Les doctorants veulent jouer les prolongations

— Le 20 mai 2020
Le flou entourant la prolongation des contrats doctoraux crée des tensions. On en sait (un peu) plus aujourd’hui.

L’unanimité totale dans la recherche est rare. Mais le cas de la prolongation des contrats doctoraux fait l’unanimité : universités, syndicats (pas un ne manque à l’appel), directeurs de laboratoires (par la voix de l’ADL) associations, sociétés savantes, institutions et organismes de recherche et financeurs comme l’Agence nationale de recherche (ANR) sont tous suspendus aux annonces de Frédérique Vidal (et à l’arbitrage de Bercy).

Le 23 avril, la ministre avait pourtant donné un signal positif : les contrats doctoraux ou post-doctoraux pourraient être prolongés « si nécessaire » d’un an et les crédits non consommés reportés en 2021, notamment ceux de l’ANR. De plus, il « coulait de source » que les établissements ne paieraient pas de leur poche. Concernant l’ANR la mesure, financièrement neutre, a été réglée rapidement… mais tout autre engagement budgétaire est encore pendant.

La loi jette le trouble. Pour ne rien clarifier, la loi d’urgence en discussion à l’Assemblée nationale ne prévoyait qu’une prolongation à durée très limitée, celle de l’état d’urgence, avant que le gouvernement revienne sur cette demi-annonce par amendement. Restait maintenant l’essentiel : éviter aux structures de recherche d’avoir à financer elles-mêmes ces prolongations, ce que la ministre semble avoir fait hier.

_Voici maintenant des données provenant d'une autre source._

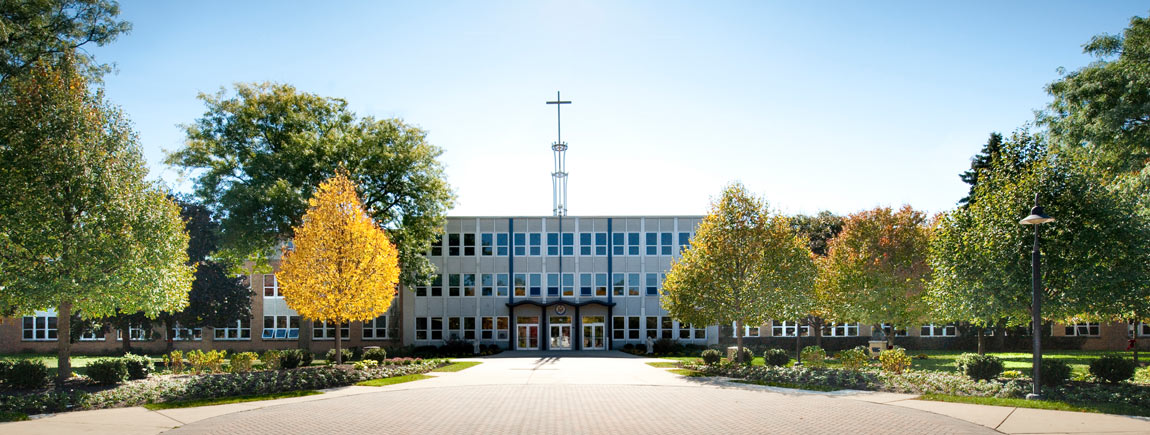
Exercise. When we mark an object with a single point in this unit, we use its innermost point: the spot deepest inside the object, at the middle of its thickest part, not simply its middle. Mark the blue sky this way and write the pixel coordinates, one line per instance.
(838, 106)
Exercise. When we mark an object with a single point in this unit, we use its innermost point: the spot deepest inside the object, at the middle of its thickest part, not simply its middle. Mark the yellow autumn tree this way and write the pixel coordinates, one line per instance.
(342, 268)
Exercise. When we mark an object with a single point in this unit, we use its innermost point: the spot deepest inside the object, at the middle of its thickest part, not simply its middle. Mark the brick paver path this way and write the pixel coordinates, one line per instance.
(535, 395)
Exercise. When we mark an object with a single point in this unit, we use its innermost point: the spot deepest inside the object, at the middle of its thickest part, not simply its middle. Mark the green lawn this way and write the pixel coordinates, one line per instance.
(224, 401)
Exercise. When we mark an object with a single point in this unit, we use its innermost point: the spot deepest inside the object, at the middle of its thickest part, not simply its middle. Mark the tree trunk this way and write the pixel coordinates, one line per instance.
(63, 343)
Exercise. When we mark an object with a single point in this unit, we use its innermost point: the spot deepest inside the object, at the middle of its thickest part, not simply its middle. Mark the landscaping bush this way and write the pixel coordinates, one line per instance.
(243, 361)
(895, 360)
(27, 374)
(711, 357)
(979, 366)
(1112, 368)
(138, 366)
(775, 357)
(1055, 372)
(855, 359)
(107, 371)
(376, 355)
(813, 357)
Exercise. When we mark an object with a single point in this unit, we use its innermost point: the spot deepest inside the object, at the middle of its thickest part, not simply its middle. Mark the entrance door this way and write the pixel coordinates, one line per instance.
(527, 333)
(560, 337)
(592, 333)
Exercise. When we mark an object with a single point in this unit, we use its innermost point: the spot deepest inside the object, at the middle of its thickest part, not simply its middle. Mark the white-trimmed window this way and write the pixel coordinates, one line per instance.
(1089, 329)
(239, 329)
(376, 328)
(841, 330)
(270, 287)
(39, 328)
(324, 330)
(281, 327)
(938, 330)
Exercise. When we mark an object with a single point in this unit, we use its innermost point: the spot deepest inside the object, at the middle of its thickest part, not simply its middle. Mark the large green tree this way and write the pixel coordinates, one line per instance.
(259, 155)
(745, 266)
(81, 228)
(51, 30)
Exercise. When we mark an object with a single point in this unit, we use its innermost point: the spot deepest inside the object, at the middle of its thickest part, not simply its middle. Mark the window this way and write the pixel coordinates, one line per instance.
(39, 328)
(453, 244)
(585, 284)
(488, 284)
(324, 330)
(841, 330)
(520, 244)
(376, 328)
(270, 287)
(239, 329)
(938, 330)
(487, 244)
(1082, 329)
(281, 327)
(501, 244)
(469, 244)
(501, 284)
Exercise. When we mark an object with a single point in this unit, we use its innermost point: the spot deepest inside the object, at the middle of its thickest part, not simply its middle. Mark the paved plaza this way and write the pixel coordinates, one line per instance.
(581, 392)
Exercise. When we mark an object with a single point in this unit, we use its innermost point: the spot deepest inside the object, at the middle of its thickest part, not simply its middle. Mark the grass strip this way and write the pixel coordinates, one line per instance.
(809, 387)
(392, 380)
(457, 366)
(224, 401)
(1057, 405)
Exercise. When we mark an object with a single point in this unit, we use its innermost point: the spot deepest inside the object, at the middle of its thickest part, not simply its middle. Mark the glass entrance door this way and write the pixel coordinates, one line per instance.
(527, 336)
(592, 333)
(560, 337)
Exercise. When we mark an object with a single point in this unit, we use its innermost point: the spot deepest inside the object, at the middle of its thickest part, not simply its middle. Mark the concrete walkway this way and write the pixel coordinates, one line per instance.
(582, 392)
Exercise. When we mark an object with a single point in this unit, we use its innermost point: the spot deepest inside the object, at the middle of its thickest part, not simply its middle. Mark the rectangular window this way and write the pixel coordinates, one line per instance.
(270, 287)
(376, 328)
(239, 329)
(39, 328)
(487, 244)
(501, 284)
(453, 244)
(501, 244)
(469, 244)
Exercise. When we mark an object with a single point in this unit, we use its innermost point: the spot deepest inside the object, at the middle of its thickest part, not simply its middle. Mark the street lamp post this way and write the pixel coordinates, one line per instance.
(1036, 218)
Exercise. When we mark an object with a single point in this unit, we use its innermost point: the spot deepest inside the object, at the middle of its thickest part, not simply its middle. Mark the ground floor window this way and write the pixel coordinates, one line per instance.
(39, 328)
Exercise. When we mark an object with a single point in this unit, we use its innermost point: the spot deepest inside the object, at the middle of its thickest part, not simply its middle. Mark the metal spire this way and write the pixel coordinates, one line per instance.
(559, 176)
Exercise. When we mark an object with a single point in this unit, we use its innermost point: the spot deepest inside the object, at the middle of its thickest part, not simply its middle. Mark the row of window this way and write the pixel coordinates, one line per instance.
(500, 244)
(533, 284)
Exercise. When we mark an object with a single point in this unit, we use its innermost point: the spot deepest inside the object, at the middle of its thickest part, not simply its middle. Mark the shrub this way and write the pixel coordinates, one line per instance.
(979, 366)
(1112, 368)
(1055, 372)
(855, 359)
(138, 366)
(895, 360)
(711, 357)
(107, 371)
(775, 357)
(174, 361)
(27, 374)
(813, 357)
(270, 359)
(243, 361)
(331, 356)
(376, 355)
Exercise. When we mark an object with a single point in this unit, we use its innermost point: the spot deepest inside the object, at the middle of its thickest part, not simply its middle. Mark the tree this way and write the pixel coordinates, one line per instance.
(52, 30)
(262, 153)
(79, 227)
(876, 268)
(745, 266)
(343, 267)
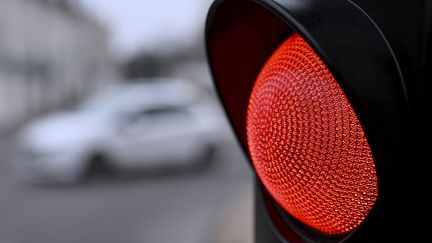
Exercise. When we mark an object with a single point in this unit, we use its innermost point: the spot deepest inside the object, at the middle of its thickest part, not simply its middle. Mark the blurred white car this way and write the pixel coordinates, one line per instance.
(127, 126)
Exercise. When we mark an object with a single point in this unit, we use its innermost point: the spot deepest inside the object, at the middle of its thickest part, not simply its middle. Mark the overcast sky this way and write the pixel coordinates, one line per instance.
(148, 24)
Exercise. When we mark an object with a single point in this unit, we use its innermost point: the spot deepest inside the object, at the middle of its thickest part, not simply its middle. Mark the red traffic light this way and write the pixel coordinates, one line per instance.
(306, 143)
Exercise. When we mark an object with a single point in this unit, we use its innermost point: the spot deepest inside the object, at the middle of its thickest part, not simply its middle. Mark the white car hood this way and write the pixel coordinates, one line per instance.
(62, 129)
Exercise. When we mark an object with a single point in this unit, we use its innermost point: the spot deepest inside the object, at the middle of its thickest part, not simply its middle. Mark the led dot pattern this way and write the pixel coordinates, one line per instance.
(307, 144)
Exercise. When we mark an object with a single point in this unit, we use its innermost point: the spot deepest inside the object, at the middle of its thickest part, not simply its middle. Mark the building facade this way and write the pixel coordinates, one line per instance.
(50, 53)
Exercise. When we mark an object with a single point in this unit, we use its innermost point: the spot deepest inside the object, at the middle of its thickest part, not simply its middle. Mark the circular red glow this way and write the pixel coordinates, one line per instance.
(306, 143)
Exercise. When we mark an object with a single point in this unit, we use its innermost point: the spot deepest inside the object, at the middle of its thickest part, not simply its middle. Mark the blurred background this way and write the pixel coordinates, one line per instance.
(110, 129)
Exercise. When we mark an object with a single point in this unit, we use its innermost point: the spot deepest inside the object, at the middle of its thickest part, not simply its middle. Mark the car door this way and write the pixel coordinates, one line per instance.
(158, 136)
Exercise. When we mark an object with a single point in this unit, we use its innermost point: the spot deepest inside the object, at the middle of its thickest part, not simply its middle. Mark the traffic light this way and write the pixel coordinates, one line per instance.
(326, 100)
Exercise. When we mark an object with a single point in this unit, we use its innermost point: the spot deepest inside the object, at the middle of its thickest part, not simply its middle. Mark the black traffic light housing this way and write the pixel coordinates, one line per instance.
(373, 61)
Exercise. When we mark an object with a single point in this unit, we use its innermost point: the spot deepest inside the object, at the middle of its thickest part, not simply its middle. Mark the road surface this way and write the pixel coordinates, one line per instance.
(195, 206)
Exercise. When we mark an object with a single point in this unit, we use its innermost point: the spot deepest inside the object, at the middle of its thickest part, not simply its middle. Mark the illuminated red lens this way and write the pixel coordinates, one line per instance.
(306, 143)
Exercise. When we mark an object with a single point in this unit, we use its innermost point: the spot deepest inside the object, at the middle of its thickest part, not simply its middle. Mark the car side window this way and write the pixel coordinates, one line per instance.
(154, 115)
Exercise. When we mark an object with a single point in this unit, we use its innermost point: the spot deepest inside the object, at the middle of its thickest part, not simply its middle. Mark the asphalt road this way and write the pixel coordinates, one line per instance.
(193, 206)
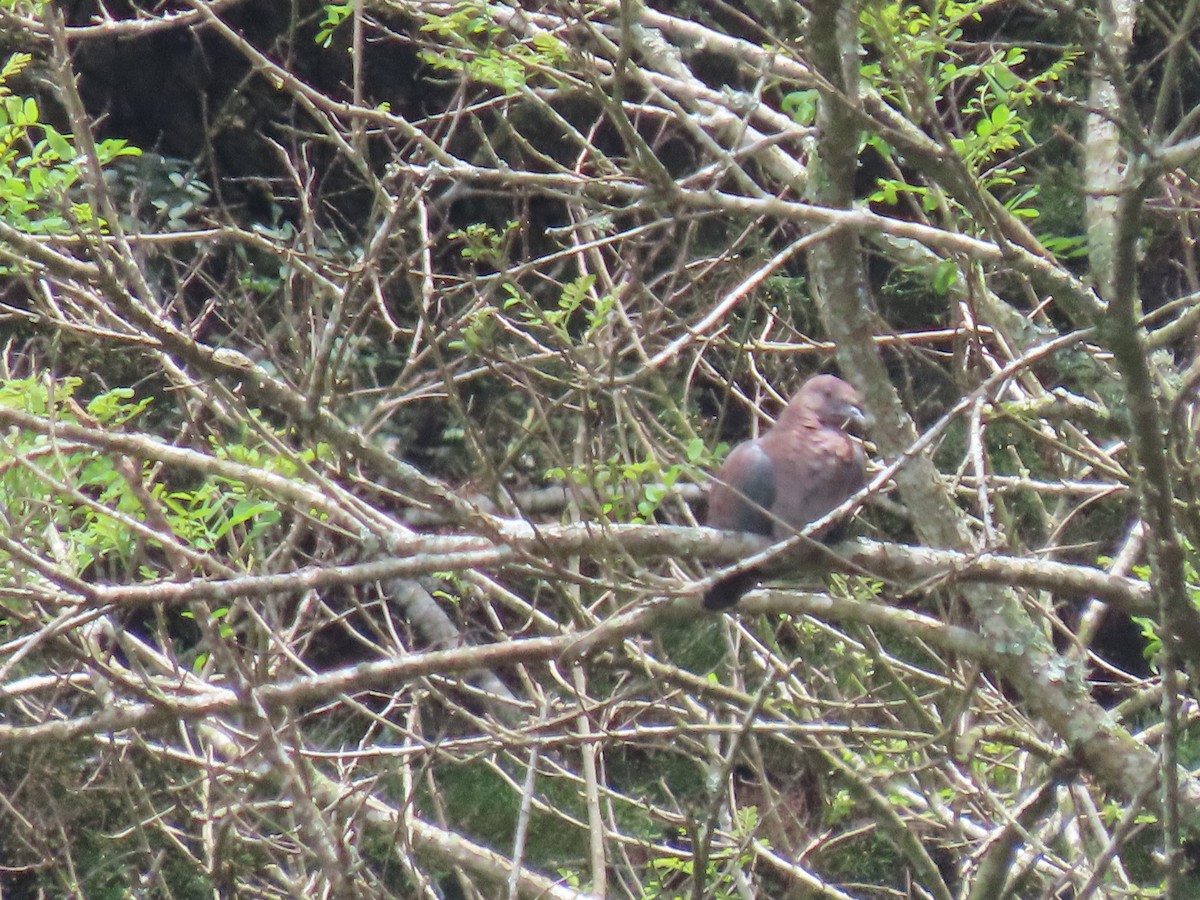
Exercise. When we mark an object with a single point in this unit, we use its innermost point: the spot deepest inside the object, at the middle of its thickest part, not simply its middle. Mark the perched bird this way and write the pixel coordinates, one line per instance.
(797, 472)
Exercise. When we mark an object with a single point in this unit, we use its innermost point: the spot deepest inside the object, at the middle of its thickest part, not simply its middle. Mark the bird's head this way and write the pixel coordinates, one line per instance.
(831, 401)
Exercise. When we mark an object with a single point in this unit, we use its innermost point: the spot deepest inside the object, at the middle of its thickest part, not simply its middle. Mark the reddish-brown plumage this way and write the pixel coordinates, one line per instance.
(801, 469)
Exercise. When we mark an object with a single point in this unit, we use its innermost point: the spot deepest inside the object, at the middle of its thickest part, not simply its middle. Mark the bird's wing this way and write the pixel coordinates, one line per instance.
(817, 469)
(743, 491)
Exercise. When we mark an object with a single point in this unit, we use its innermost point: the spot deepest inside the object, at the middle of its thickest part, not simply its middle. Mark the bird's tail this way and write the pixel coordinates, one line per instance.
(729, 591)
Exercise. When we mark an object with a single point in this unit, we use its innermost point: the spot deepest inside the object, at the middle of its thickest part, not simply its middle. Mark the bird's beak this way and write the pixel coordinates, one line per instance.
(856, 418)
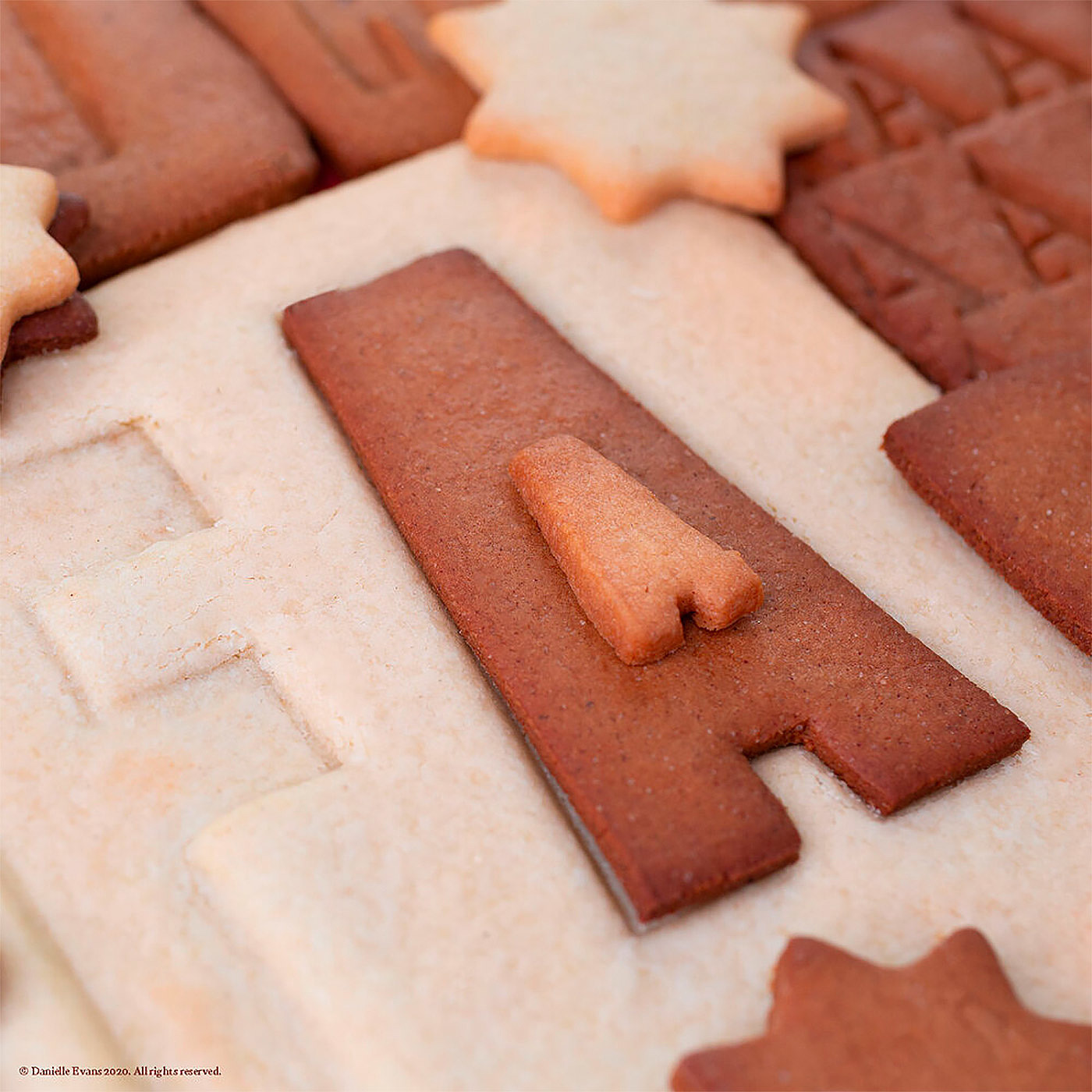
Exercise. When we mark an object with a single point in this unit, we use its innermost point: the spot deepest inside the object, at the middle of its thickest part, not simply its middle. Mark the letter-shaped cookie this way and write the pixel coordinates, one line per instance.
(440, 374)
(631, 562)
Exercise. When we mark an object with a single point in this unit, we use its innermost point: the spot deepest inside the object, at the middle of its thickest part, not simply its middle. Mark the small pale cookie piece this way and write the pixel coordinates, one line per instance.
(36, 272)
(633, 564)
(640, 101)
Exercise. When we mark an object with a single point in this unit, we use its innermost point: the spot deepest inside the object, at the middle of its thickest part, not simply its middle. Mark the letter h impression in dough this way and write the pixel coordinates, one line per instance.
(439, 374)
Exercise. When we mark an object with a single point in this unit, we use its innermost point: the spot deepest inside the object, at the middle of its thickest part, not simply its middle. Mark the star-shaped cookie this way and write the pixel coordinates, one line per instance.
(948, 1021)
(35, 271)
(640, 101)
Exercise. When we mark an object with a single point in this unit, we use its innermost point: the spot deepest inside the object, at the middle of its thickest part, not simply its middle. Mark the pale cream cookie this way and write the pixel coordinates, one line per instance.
(257, 789)
(36, 272)
(640, 101)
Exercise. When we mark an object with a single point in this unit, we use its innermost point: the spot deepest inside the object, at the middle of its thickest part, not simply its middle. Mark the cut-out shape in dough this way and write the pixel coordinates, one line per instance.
(440, 374)
(631, 562)
(948, 1021)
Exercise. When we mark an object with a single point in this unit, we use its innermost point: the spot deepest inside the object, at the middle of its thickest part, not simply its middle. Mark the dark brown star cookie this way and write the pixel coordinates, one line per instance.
(948, 1021)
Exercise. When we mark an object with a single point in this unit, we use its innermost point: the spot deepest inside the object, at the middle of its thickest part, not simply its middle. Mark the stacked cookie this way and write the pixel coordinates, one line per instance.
(251, 751)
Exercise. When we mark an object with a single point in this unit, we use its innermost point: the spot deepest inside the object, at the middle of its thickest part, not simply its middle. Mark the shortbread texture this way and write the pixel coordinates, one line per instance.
(259, 791)
(35, 271)
(631, 562)
(640, 101)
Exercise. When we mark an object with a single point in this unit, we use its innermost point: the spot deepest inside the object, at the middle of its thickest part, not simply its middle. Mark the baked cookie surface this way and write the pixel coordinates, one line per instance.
(250, 759)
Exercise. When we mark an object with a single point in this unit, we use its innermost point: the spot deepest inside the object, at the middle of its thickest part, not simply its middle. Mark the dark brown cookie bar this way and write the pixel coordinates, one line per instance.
(149, 112)
(360, 73)
(958, 200)
(1007, 462)
(440, 374)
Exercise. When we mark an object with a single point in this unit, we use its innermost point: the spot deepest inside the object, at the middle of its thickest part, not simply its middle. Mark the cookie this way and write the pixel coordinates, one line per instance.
(70, 324)
(619, 95)
(1007, 462)
(257, 789)
(152, 116)
(949, 1021)
(363, 76)
(440, 374)
(35, 271)
(633, 565)
(959, 196)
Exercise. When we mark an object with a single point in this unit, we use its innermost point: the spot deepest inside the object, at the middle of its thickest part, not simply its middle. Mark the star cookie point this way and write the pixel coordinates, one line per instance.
(641, 101)
(35, 271)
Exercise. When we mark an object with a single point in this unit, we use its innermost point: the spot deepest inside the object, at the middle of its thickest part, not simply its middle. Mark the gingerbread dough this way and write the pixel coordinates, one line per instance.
(260, 793)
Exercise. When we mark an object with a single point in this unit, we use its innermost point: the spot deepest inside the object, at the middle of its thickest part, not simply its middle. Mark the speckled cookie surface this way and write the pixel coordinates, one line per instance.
(952, 215)
(248, 759)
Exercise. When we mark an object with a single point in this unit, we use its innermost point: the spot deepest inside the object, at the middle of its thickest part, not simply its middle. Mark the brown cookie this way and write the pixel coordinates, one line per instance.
(440, 374)
(948, 1021)
(1007, 462)
(633, 564)
(149, 112)
(959, 196)
(70, 324)
(362, 73)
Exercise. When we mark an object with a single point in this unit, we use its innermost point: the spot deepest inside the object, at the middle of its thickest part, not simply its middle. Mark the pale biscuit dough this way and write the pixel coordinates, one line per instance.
(261, 794)
(36, 272)
(639, 101)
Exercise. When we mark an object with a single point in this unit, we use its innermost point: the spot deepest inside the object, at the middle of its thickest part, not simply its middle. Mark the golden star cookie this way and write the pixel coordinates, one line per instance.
(35, 270)
(640, 101)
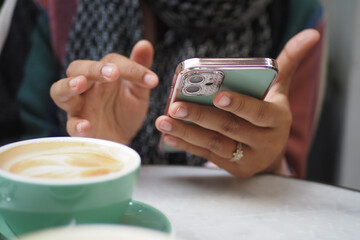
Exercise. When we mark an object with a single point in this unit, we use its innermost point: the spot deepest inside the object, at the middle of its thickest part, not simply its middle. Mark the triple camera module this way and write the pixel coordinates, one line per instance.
(205, 83)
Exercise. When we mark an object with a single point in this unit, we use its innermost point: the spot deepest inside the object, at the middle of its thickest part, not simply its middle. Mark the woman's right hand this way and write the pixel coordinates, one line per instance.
(109, 98)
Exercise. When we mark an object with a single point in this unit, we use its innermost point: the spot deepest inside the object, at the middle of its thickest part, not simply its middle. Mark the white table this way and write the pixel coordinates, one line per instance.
(208, 204)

Les besoins de prolongement sont très hétérogènes, de zéro mois à un an ou même plus si un terrain a été annulé, une lignée de souris euthanasiée ou un printemps raté, le ministère de la Recherche a demandé un état des lieux précis (en voici un exemple).
Qui prolonger ? Pour quelle durée ? Sur quel critère ? On voit se profiler des « arbitrages horribles » en cas de manque de moyens, pour paraphraser un connaisseur du dossier.

Frédérique Vidal donne quelques garanties. Dans une allocution (à distance !) devant les députés le 19 mai, la ministre a assuré que l’Etat « sera là pour financer » la prolongation des contrats. Reste maintenant à connaître le sort des doctorants et post doc qui ne relèvent pas de l’Etat mais de régions ou d’associations par exemple. Frédérique Vidal a promis une circulaire rapidement sur le sujet : « On ne demandera pas à chaque doctorant d’aller au guichet de son financeur ».

Le chiffrage de la mesure est compliqué. Plusieurs estimations existent : le chiffre de 55 millions d’euros équivalent à deux mois de prolongation pour tous, qui a circulé de source ministérielle, a tout d’un prix plancher. Les sociétés savantes évaluent la prolongation de trois mois de tous les contrats à durée déterminée en recherche et dans les universités  à 362 millions. La question politique est plutôt : pourquoi faire l’économie de cette dépense alors que les doctorants sont le bras armé de la recherche en France ?
Interdits de labo

 La loi est absurde mais c’est la loi : le décret « post confinement » du 11 mai 2020 (exactement son article 12) interdit aux « usagers » l’accès aux établissements d’enseignement supérieur. Et par « usagers », la loi entend de nombreuses catégories… dont une partie des doctorants, à savoir ceux qui ne sont pas salariés par l’université, comme les boursiers ou ceux dépendant d’un organisme de recherche mais aussi tous les étudiants en stage par exemple. Une contradiction qui n’est pas qu’apparente avec les directives de déconfinement du ministère de la Recherche qui précisent que « la reprise progressive des activités de recherche en présentiel pourra concerner l’ensemble des personnels qui y concourent, quel que soit leur statut juridique ».